Elsewhere, Sheff’s concerns are less weighty. ‘Singer Songwriter’ is the kind of snarling character assassination of which the young Bob Dylan could be proud (indeed, there’s more than a hint of ‘Positively 4th Street’ in the song’s nursery rhyme melody and insistent rhythm). ‘I saw your big sis on the year’s best book list/and your brother he manages bands’ Sheff rasps dismissively, before sneering ‘you’ve got wealth, you’ve got wealth/ What a bitch, they didn’t give you much else!’. The song surprises at its end by turning inward – with its cry of ‘your world isn’t gonna change nothing’ subtly becoming ‘our world isn’t gonna change nothing’, as if Sheff is condemning himself alongside his target. This self-reverential irony crops up again on ‘Pop Lie’, a song cynically sniping at songs with choruses designed to get people to sing along. The song itself of course has something approaching a singalong chorus, and a relentless energy that suggests unshakeable conviction.

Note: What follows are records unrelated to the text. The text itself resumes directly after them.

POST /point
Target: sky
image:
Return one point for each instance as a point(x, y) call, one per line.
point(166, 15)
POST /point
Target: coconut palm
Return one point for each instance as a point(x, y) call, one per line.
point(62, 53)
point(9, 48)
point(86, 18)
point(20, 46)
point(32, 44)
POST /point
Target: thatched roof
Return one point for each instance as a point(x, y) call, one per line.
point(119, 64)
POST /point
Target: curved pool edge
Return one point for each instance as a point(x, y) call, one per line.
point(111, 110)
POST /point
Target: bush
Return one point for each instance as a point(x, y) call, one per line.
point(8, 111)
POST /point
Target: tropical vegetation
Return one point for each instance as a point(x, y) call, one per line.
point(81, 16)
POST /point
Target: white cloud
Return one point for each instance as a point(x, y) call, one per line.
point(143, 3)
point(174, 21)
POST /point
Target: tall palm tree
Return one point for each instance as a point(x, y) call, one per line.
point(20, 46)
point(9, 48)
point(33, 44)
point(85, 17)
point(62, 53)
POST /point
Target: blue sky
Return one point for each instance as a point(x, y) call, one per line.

Sometimes it’s the sheer combination of words Sheff uses that is most imaginative, from the ‘cuts from the Kinks’ on ‘Singer Songwriter’ to this wonderfully florid passage from ‘Lost Coastlines’: ‘Is that marionette real enough yet to step off that set and decide what a dance might mean to it’. Then there’s the conflicting emotions of ‘On Tour With Zykos’, with Sheff convincing in female character – ‘how come I shout goodbye when I just want to make this white lie big enough to climb inside with you’. It gets even better ‘I’m in disgust with desire from the guys who conspire at the only decent bar in town/and they wish they had me like I wish I had fire, what a sad way to be…’ It’s all observed with piercing clarity, but also with disarming tenderness and sensitivity.

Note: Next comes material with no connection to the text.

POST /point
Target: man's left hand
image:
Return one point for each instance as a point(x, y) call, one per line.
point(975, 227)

Sheff has discovered ways and means of hitting all the right buttons with his arrangements, particularly with swelling strings and horns, that mean his ambitions are no longer forced or overwraught. He always uses the additional instruments to animate the sentiments and feelings of his songs. Listen to the way the organ subtly shadows the piano during ‘On Tour With Zykos’, before dramatically taking the lead as the song takes flight and then itself giving way to the strings.
There will some who will dislike the glimmer of light that fights against the melodramatic darkness the group communicated circa ‘Black Sheep Boy’. They may also dislike the fact that Sheff’s linguistic imagination has been fitted neatly into a crisper, more coherent musical template. But these songs are so much more than mere Motown pastiches – they are as much alive with America’s literary tradition as with its rich pop music heritage. His cast of recurring characters is as reminiscent of Raymond Carver as Bruce Springsteen.
This has been a long review, but Sheff writes songs that can be listened to repeatedly, with language that wraps itself around you and absorbs you completely. They cannot easily be summarised and paraphrased. Something new will emerge from his words and music with every play. This is a glorious record that, for all its emphasis on character and disguise, is very much filled with real life and real feeling. It shines a rare spotlight on those left behind or cruelly ignored, and even undercuts the self-aggrandising image of those putting on the whole show.